Over the next six months, we will continue the plan we outlined in our previous report. Specifically, we will continue to develop rudimentary natural language and speech recognition capabilities for

Mokusei. These efforts will be aided by continuing data collection efforts, both in the form of read and wizard-based data collection. Once we have a complete system in place, we will begin collecting data from subjects talking to it, and will be able to refine the various component technologies.

We will continue to improve the translations of the system responses, aiming towards a more natural phrasing in Japanese. In the area of natural language we plan to add constraints to the rules file, in particular to implement a trace mechanism to decrease the branching factor near the beginning of the sentence. We will continue to expand rules to enhance coverage, and investigate more extensive use of robust parsing.

We will create an initial speech recognizer by developing a Japanese vocabulary which covers the cities and concepts understood by the Jupiter system. The initial acoustic models will be seeded from our

English Jupiter models, and will be retrained as data become available. We will also use these data to ascertain whether a probabilistic phonological component can be useful for Mokusei. Language models will be created based on available data. We will consider several different types of class n-gram language models to see which provide the most constraint for the domain.

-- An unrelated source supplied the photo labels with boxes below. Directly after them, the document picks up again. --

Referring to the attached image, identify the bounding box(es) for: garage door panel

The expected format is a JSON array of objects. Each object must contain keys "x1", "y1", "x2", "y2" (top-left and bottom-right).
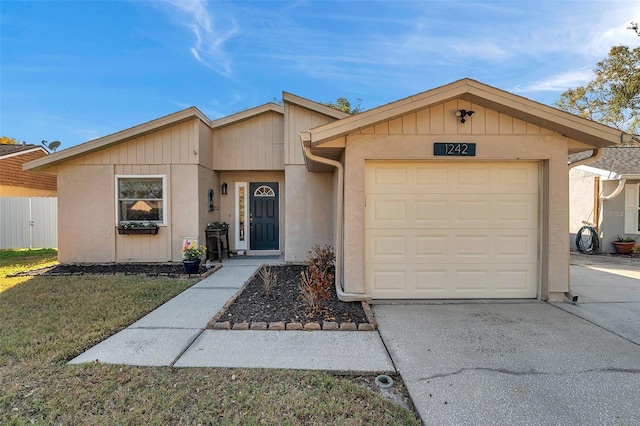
[
  {"x1": 365, "y1": 163, "x2": 539, "y2": 299},
  {"x1": 365, "y1": 229, "x2": 538, "y2": 264},
  {"x1": 365, "y1": 193, "x2": 538, "y2": 229}
]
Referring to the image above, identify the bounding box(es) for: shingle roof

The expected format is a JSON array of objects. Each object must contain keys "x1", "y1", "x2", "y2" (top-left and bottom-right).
[
  {"x1": 0, "y1": 143, "x2": 41, "y2": 157},
  {"x1": 586, "y1": 147, "x2": 640, "y2": 175}
]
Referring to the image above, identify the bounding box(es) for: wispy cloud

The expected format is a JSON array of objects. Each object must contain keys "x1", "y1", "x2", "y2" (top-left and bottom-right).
[
  {"x1": 161, "y1": 0, "x2": 239, "y2": 77},
  {"x1": 513, "y1": 69, "x2": 594, "y2": 93}
]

Read speech data collection will utilize tools already in place for English data collection. We will build templates based on the 600 queries that we have obtained thus far, by automatically substituting different cities randomly in pre-existing templates. We plan to collect data from two pools of subjects, all from NTT, but divided into those who are calling from the United States and those who are calling from Japan. We will be comparing these two pools in part with an interest in comparing the quality of the long-distance phone lines with that of the local phone lines. Lines for the MIT subjects.

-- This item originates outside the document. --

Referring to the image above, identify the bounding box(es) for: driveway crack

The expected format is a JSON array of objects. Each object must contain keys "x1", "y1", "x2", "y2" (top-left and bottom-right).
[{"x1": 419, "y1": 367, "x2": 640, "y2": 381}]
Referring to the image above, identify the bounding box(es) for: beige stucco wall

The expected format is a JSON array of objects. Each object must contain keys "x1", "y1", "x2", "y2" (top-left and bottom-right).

For wizard-based data collection we plan to configure a version of the system that will be appropriate for data collection in a realistic setting, in order to obtain spontaneous speech to enhance our read-speech corpus. We envision that the system will operate with two audio servers, where the subject asks a question which gets directly piped to the wizard, who then rephrases it (either carefully enunciated in Japanese or translated into English). The system answers the wizard's rephrased question and speaks the reply in Japanese to the subject.

We expect to begin work on the speech recognizer and read-speech data collection over the summer months. Work on wizard-based data collection will most likely begin in the fall, once the natural language capability has been extended for richer coverage.